If the script had been willing to take a position on its own central conflict — so, does Todd believe Colton traveled in a biblically meaningful way to a separately existing heaven or not? — it would have been on more solid footing. But in the end, its desire not to be too provocative, along with perhaps the vagaries of the true story on which the film is based, leaves Todd somewhere in the middle. He gives a climactic sermon that says ... well, yes, it's real, but that doesn't necessarily mean it's a literal place, because we've all seen heaven in the support of a loving friend, right? This was Colton's heaven. Maybe you have a different one. In other words, the title of the movie should perhaps have an asterisk after it. Or not! Depending!

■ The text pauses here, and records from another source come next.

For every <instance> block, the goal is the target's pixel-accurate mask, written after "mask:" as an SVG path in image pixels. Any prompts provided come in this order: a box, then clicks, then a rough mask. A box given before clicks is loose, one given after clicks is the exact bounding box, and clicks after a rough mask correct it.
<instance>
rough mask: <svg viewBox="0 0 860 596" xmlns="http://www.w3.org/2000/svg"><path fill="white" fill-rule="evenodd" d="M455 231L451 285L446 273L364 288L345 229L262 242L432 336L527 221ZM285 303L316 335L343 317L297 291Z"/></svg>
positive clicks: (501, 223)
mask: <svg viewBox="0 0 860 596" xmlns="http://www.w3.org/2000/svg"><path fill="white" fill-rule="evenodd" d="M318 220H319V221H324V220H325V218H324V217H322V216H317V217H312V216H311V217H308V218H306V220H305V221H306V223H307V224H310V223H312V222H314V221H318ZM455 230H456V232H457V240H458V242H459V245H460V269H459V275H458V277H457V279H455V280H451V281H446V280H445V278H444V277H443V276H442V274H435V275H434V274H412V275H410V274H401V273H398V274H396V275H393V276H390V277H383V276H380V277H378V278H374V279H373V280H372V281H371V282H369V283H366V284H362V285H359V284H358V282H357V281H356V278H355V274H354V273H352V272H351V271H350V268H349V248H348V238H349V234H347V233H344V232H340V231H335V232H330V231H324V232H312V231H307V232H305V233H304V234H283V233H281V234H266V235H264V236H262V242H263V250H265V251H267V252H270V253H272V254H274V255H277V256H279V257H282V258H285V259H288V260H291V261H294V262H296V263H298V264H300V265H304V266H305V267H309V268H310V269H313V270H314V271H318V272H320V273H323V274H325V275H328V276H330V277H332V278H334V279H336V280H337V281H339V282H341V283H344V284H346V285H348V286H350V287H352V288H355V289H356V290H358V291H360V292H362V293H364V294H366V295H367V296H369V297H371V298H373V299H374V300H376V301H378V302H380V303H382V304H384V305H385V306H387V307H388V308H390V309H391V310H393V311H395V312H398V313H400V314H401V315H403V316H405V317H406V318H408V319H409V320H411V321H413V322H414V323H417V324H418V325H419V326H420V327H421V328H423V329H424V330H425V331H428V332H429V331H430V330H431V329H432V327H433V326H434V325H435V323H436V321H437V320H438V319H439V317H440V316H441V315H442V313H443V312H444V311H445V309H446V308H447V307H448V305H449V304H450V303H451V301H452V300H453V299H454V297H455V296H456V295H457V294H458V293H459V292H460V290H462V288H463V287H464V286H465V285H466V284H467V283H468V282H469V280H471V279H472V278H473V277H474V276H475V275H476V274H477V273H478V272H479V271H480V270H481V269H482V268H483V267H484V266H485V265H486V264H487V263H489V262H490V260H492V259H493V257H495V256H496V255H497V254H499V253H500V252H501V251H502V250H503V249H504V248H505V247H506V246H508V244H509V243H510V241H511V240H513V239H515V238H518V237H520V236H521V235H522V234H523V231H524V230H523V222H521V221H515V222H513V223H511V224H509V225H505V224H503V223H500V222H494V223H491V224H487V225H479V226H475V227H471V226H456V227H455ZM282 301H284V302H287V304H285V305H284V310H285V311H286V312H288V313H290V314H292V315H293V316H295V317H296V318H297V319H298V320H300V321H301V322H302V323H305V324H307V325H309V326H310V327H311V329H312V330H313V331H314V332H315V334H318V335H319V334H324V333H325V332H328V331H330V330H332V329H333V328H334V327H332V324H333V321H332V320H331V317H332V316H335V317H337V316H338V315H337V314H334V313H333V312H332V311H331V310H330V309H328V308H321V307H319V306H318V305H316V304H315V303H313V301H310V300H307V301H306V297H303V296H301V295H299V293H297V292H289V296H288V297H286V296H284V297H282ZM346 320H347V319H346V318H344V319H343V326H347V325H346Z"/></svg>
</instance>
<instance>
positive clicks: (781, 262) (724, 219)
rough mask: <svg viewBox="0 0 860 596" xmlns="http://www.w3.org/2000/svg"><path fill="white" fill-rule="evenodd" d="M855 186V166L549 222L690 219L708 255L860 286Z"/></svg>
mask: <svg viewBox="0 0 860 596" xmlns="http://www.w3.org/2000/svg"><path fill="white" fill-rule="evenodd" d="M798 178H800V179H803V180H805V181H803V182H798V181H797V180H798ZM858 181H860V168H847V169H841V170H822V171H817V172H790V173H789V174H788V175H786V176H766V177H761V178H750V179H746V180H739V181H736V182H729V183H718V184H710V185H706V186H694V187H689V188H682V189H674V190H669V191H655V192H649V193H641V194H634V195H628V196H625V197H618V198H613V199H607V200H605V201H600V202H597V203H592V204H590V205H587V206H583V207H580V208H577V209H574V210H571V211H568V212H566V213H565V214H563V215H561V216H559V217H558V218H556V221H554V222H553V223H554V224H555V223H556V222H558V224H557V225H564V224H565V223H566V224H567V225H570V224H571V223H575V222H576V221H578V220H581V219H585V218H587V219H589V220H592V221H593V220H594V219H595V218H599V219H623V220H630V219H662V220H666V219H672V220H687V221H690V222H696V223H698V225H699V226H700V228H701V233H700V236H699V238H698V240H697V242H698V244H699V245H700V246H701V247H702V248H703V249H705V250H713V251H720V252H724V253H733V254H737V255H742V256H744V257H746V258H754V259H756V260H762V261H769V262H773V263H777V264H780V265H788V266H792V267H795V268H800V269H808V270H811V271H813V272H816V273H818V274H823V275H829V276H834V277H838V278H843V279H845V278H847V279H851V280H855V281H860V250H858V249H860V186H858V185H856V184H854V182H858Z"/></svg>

So it's OK either way. It's enough for people who absolutely believe that heaven literally is a location and contains clouds and angels and a physical, green-eyed Jesus, and not too much for people who believe that Colton's story, at least, is not enough to persuade them one way or the other. (You can both be religious and believe in heaven and still believe that what happened to this child was not necessarily heaven, of course, particularly in light of the fact that they're clear that he never died on the operating table even briefly.)
I kind of liked this family. I liked Kinnear, I liked his flock (Thomas Haden Church shows up, along with Martindale), I liked the movie's soft-focus sense of humor in the opening scenes. But it's both too enamored of Colton's heaven and too uncommitted to it, in a way, to really have much to say about faith. Which is a shame, because faith really does remain an underexplored idea.